As questões postas a respeito de Homero são muitas: teria ele existido


realmente, ou seja, seria um personagem histórico? Ou o seu nome é apenas um
rótulo a ser gravado no conjunto das obras, compiladas posteriormente, cuja
autoria é ignorada? A Ilíada e a Odisséia seriam obras do mesmo autor? Qual a
mais antiga? Quando viveu Homero, onde e de que maneira?
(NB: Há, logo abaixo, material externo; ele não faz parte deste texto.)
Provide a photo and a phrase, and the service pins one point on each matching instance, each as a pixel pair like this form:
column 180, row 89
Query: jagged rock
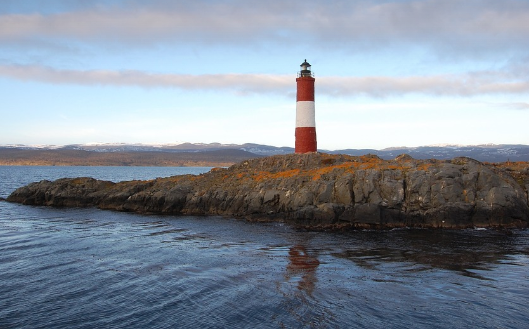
column 316, row 189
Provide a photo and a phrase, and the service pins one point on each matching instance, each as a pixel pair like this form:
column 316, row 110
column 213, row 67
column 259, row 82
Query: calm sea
column 86, row 268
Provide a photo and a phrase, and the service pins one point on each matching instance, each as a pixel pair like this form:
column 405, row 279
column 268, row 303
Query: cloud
column 464, row 85
column 454, row 25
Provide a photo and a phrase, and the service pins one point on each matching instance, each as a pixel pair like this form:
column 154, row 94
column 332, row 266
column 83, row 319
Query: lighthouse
column 305, row 111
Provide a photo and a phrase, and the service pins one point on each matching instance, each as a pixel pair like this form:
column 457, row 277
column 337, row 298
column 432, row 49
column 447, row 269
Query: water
column 86, row 268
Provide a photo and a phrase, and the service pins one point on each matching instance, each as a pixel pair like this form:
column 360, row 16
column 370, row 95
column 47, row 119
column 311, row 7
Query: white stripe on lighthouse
column 305, row 116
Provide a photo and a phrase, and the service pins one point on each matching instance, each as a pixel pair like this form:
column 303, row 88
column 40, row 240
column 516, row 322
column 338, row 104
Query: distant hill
column 216, row 154
column 73, row 157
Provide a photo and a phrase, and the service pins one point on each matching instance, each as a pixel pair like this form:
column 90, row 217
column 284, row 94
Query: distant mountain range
column 224, row 154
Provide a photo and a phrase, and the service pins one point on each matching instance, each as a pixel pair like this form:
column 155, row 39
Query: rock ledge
column 315, row 190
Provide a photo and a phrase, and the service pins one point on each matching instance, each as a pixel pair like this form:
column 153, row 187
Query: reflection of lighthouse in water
column 305, row 111
column 304, row 266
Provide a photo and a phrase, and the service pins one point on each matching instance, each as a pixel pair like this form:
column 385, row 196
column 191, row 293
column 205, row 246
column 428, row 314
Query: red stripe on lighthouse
column 305, row 112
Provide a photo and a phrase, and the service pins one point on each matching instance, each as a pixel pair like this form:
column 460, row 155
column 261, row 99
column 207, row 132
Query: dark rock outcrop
column 315, row 190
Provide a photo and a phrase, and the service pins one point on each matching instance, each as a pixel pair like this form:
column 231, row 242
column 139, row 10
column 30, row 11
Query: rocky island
column 317, row 190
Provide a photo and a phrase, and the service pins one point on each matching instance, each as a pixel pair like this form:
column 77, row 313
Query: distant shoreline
column 22, row 157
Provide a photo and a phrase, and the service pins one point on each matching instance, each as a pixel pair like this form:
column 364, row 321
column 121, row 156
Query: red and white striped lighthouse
column 305, row 111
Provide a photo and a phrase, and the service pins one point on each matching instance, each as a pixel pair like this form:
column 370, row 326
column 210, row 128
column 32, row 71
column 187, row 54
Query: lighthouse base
column 306, row 140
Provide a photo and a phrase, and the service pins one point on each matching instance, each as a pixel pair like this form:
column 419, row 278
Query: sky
column 388, row 72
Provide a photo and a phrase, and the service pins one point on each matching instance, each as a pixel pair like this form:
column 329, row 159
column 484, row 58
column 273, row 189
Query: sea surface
column 87, row 268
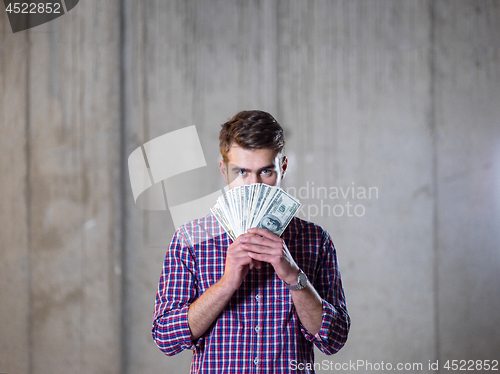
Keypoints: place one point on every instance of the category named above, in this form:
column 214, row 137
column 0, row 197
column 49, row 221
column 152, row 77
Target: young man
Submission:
column 257, row 304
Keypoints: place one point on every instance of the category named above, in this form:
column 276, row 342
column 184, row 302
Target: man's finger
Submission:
column 265, row 233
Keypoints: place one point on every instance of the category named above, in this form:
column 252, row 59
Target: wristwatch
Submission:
column 301, row 282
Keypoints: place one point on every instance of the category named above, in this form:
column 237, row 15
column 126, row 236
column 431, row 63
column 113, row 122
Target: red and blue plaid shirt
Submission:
column 259, row 330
Não há respostas
satisfatórias para tantas questões, pois os gregos da Antigüidade já não sabiam
muito acerca de Homero. Normalmente, são os aceitos os séculos VII ou VIII
antes de Cristo como o seu florescimento, na Jônia. Seria ele um bardo cego,
errante pelas cidades gregas, levando seus poemas e apresentando-os nos
palácios onde fosse acolhido. Segundo alguns, a Ilíada é obra da juventude e a
Odisséia a da maturidade.
De maneira geral, toda a poesia épica, tida como de valor e de autoria
desconhecida, era atribuída a Homero, assim sob o seu nome foram postos os
Hinos Homéricos, a Batracomiomaquia e muitos outros textos hoje perdidos,
conforme informa a Suda (verbete Homero de sua enciclopédia).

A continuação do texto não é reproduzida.